Background: David Huff (right) stands next to his attorney as he laughs in court on April 28 (Syracuse.com). Inset (left): Jeremiah Huff (Farone & Son Funeral Home). Inset (right): Yeraldith Tschudy (New Comer Cremations & Funerals).
A New York man who admitted to killing his girlfriend and 11-year-old son has learned his sentence.
David Huff, 44, was sentenced on Friday to 40 years to life in prison for the murders of his son, 11-year-old Jeremiah Huff, and his girlfriend, 32-year-old Yeraldith Tschudy. Huff pleaded guilty to shooting both victims to death on April 28 at a court hearing during which he was seen laughing, telling the judge he had a “joke stuck in [his] head.”
According to courtroom reporting by local news outlet Syracuse.com, Judge Ted Limpert reminded the convicted murderer of his behavior, saying that Huff acted like a “petulant teenager.”
Several family members were in the gallery on Friday to lay into Huff for his actions, including Jeremiah”s mother, Samantha Gallup Peltier, who recalled getting a phone call from the boy after he was shot by his own father. Local ABC affiliate WSYR reported that she told the court, “That phone call is played over and over and over and over in my head, daily.”

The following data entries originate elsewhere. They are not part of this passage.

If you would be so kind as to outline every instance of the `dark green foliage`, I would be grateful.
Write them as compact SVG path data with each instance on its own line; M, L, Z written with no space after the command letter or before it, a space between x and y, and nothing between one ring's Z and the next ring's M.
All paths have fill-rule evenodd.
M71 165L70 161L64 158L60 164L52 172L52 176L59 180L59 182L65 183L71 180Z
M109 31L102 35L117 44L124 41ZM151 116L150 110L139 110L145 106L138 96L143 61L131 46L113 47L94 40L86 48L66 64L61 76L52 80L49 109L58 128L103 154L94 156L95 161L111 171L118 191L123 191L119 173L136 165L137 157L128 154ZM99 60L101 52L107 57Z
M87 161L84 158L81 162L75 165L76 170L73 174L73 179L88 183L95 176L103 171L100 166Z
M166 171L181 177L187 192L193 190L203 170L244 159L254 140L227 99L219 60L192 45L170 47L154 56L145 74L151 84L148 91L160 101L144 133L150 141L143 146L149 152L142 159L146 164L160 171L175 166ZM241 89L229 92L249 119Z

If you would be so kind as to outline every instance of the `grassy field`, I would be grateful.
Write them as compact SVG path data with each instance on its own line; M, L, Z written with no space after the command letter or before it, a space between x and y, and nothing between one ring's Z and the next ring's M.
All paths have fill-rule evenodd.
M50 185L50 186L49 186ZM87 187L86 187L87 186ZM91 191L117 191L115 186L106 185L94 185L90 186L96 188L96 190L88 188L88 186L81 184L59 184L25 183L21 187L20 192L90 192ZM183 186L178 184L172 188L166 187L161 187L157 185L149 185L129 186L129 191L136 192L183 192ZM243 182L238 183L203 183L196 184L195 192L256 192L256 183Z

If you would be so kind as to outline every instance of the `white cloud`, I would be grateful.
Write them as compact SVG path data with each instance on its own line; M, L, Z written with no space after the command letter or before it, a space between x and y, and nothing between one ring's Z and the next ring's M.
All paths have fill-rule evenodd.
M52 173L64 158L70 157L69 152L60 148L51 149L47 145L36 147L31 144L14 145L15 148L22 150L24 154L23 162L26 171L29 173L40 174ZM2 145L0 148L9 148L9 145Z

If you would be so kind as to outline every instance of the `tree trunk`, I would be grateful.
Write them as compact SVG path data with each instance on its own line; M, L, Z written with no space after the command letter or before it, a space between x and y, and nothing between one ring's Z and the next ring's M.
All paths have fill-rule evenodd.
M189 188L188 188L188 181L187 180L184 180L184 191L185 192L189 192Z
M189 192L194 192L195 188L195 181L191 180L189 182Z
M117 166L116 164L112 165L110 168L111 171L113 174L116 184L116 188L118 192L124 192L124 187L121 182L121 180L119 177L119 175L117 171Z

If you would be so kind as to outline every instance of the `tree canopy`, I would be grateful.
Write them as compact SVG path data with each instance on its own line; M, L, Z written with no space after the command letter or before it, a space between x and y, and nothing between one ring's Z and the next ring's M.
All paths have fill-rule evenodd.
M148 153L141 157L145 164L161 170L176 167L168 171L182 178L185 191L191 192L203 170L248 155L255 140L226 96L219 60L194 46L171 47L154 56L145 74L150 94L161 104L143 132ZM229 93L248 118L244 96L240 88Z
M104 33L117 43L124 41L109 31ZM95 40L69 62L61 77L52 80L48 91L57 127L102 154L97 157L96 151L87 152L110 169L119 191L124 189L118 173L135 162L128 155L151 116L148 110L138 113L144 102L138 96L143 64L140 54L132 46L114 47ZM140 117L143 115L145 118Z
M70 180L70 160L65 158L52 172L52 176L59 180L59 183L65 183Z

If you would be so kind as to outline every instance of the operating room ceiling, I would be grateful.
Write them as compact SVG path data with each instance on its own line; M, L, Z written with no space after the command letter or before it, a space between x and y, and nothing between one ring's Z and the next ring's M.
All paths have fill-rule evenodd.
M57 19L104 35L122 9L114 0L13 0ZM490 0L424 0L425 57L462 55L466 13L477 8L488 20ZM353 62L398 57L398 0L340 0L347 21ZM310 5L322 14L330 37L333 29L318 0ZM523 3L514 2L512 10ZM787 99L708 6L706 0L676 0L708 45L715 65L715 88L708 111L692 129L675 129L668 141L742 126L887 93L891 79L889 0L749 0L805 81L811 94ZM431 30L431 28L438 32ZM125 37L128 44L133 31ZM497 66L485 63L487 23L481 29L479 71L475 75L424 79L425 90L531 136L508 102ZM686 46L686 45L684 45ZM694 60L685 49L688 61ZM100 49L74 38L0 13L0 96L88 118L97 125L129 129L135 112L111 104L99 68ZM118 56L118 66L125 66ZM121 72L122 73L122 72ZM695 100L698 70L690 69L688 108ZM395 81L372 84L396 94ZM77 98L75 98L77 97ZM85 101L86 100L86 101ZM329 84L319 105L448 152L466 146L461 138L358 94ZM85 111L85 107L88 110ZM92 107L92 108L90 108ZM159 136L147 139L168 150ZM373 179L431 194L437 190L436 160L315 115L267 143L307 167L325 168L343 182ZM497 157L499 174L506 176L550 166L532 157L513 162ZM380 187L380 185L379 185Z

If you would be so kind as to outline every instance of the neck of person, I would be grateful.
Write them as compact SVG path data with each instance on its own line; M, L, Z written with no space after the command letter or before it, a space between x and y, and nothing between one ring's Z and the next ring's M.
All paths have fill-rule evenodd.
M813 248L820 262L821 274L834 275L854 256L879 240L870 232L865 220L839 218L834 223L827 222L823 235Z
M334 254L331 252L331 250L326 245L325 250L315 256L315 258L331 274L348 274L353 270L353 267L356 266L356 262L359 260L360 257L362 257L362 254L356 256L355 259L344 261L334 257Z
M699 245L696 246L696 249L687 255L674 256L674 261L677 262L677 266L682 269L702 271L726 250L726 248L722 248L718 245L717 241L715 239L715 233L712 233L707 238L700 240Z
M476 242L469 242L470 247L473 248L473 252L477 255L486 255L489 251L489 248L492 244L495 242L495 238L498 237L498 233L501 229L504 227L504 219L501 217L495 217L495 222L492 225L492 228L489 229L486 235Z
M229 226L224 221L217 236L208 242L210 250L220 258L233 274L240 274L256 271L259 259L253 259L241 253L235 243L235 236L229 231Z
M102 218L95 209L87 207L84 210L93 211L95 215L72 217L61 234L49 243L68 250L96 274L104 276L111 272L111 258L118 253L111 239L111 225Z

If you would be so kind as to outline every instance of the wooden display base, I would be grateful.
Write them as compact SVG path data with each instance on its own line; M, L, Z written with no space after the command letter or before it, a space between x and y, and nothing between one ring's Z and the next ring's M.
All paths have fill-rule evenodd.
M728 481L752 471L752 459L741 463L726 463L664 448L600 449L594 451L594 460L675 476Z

Peltier concluded her statements by telling Huff, “You are destined for the seventh circle of hell.”
Onondaga County Chief Assistant District Attorney Robert Moran read a statement from Tschudy’s mother, Judith Seoud, who wrote that her daughter “had crossed continents, buried her father, raised a child on her own and worked herself to the bone. That is who David Huff took from this world.”
As Law&Crime previously reported, Huff used a Remington 870 Express 12-gauge shotgun to kill Tschudy and then Jeremiah on March 17, 2025. Huff also allegedly fired the shotgun at his stepfather, but he ran out of bullets. Huff did not plead guilty to a charge of attempted murder in connection with the allegation involving his stepfather.
Huff fled his stepfather’s home after the fatal shootings, leading to an overnight manhunt that ended when a neighbor spotted Huff walking near the scene of the crime the following morning. Authorities said Huff had no known history of domestic violence before the double murder.
After handing down Huff’s sentence, Limpert told Huff, “Your actions are reprehensible, and you deserve to be incarcerated for the rest of your life. Even a sentence of life is not long enough for you.”